Une digitalisation rapide

Les trois entrepreneurs lanceront leur premier service de covoiturage optimisé pour l'internet mobile en octobre 2007. L'année suivante, ils sortiront la deuxième version du site web de l'entreprise, bien plus communautaire. Ils élargissent leur offre digitale. C'est à ce moment-là, un mélange entre site de réservation et réseau social. Certaines fonctionnalités ont été implantées comme un système d'avis, un portrait des covoitureurs non-obligatoire, une messagerie sécurisée ainsi qu'une calculatrice de prix des trajets et des kilogrammes de CO² consommés. En septembre 2008, Covoiturage.fr est la plateforme de covoiturage la plus utilisée en France.

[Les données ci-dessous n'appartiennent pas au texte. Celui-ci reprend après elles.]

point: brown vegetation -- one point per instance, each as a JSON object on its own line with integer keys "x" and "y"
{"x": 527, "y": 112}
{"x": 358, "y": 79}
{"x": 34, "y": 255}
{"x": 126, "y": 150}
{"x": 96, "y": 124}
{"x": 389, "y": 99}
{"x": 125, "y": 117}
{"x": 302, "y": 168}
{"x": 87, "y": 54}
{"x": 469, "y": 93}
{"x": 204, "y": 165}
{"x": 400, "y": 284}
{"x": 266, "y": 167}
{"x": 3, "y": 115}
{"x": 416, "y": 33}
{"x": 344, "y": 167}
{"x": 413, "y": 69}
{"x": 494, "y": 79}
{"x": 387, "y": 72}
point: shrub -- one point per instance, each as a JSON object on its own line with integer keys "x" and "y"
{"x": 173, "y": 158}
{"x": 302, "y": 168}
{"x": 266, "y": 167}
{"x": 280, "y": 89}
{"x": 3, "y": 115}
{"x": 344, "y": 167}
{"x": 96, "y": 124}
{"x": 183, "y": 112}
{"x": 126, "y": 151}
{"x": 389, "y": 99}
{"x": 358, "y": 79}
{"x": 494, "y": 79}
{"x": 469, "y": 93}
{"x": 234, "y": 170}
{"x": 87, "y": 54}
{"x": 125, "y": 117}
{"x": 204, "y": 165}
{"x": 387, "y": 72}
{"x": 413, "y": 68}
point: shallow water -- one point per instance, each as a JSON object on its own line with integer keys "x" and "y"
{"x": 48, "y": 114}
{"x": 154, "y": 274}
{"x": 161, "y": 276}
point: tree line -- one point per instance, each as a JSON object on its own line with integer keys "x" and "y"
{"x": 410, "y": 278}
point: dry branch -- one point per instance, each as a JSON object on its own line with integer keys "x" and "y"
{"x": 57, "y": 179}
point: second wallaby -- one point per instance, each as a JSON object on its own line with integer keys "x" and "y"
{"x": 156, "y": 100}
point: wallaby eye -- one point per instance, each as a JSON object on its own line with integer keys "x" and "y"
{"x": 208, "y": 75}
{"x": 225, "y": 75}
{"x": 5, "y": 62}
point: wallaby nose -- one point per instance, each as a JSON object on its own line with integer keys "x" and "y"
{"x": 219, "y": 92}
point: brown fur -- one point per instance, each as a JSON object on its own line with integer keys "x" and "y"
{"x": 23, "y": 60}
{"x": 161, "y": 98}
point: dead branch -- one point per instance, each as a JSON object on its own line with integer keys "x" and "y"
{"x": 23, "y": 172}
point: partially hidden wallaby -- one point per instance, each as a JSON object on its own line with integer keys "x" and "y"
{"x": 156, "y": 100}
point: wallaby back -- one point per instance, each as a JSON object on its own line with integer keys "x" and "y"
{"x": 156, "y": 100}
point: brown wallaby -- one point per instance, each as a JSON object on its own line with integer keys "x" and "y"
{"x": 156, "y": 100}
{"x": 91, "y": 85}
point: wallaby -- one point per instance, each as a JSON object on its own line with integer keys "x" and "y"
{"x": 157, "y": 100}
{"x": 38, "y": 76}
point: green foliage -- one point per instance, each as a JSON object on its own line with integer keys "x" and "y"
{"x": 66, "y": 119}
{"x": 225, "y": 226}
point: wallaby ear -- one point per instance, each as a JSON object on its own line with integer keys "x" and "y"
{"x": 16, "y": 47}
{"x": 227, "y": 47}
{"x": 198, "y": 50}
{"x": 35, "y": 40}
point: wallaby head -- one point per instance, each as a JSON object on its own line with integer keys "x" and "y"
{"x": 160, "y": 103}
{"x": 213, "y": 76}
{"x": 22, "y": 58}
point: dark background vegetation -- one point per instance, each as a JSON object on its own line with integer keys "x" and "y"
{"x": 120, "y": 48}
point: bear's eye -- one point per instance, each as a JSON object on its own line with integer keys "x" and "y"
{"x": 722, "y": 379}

En juin 2009, l'équipe de trois associés créée un widget de covoiturage gratuit à télécharger. La start-up continue son ascension digitale en proposant la même année l'application iPhone Comuto, reliée à Covoiturage.fr. La plateforme est labellisée sur le portail « Proxima Mobile » et ouvre son premier site international, pour la société en Espagne, Comuto.es.

500 000 membres sont déjà inscrits en janvier 2010 lorsqu'ils sortent l'application sur les mobiles Android et gagnent deux prix aux App Awards. La start-up passera le cap des 1 million de membres actifs sur leur plateforme en avril 2011, ce qui représente une nette évolution.

Blablacar, une notoriété qui grimpe en flèche

En avril 2013, Covoiturage.fr devient Blablacar et décide de s'implanter dans d'autres pays que la France. En 2012, la société était déjà présente en Espagne, en Angleterre, en Italie et en Pologne. L'année suivante, c'est à l'Allemagne que la start-up s'attaque. Suite à de nombreuses levées de fonds, la licorne française réussit à s'implanter sur le territoire européen. 10 millions de dollars en 2012, 100 millions en 2014 puis 200 millions en 2015, les investisseurs se ruent sur l'idée des trois associés et investissent de plus en plus.

Grâce à ces levées de fonds, Blablacar réussit à conquérir en tout 22 pays. La start-up créée des emplois dans 7 pays différents. Ce n'est pas tout : la société rachète plusieurs autres entreprises de transports telles que Ouibus à la SNCF ou encore Urbain Less. Elle créé l'expérience Blablabus, sa propre entreprise de transport en autobus qui permet aux européens de voyager pour peu cher.

La crise sanitaire n'a pas été un énorme problème pour la licorne française : les transports en commun étaient plus inquiétants aux yeux des Français et les covoiturages respectaient les règles de distanciation sociale, ce qui a rassuré les passagers. L'industrie du covoiturage n'a donc pas tant souffert que cela pendant le confinement.

Aujourd'hui, Blablacar, 10ème licorne française, c'est 100 millions de membres, plus de 250 000 points de rencontre desservis mensuellement et 700 employés. Plus de 1,4 milliard d'euros ont été économisés par les membres depuis la création de la plateforme.